The 5 1/2 years since Greenspan made his "irrational exuberance" speech have thus been one of those relatively rare periods during which in aggregate and on average government bonds have outperformed stocks.
Posted by DeLong at July 15, 2002 04:44 PM
I think a lot of work here is being done by "if you had tracked changes in the index", since this effectively means "if you had doubled up on MSFT and CSCO at the top". And Nortel, thinking about it, because that was in the index until last week. Do we know what the CRSP Equally-Weighted portfolio has done? Survivorship bias is a tricky thing.
You're right. Survivorship bias is a very tricky thing. Let me see if someone has spun the CRSP tape already...
I was confused by the term "winter 1997." If you want to be exact, Greenspan made his speech on December 5, 1996.
I personally pulled a lot of money out of the market just before his speech, because I didn't like the high P/E ratios. I'm starting to put money back into the market now, in part because the relationship between P/E and the real interest rate is looking more attractive and in part because an economist named Brad DeLong has convinced me that productivity is going to grow rapidly.

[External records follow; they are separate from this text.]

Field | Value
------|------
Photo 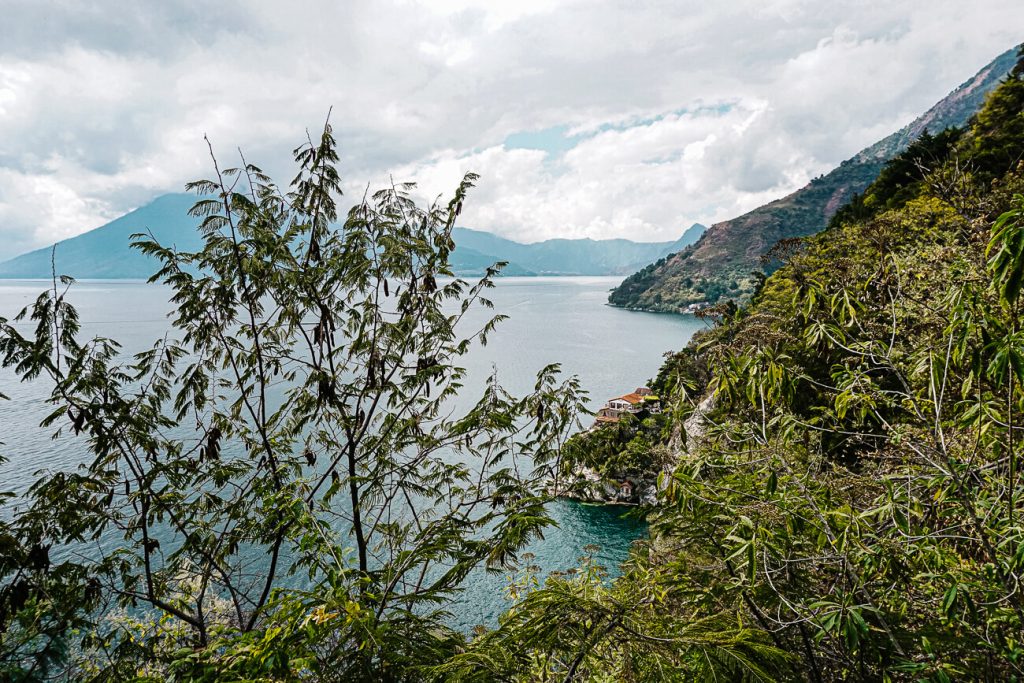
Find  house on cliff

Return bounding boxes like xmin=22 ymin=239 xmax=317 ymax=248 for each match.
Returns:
xmin=594 ymin=387 xmax=662 ymax=425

At Barra.Com pe ratios for the s&p and value, growth, midcap, and small cap indexes can be easily tracked fro january 1977 - the indexes can be tracked including companies with losses and excluding such companies - however i read the number pe ratios seem remarkably high - i do not understand - go to barra and find index page and "fundamentals"
There is no survival bias in the S&P500. The published return is realizable and index funds are able to track it quite closely. A picture of index fund NAV would look undistinguishable to the naked eye to your picture of the S&P.
It is true that the S&P is not truly a passive index in the sense that the Standard & Poor's committee is always tinkering with the composition of the index. I wish they didn't. However, this does not affect the return very much. For example the Wilshire 5000 is down 42% from its high, the S&P 500 is down 41%. No big deal.
I haven't looked at the CRSP value weighted, but again the results are likely to be similar. (The CRSP Equal weighted is a different beast and I would not use that to manage money).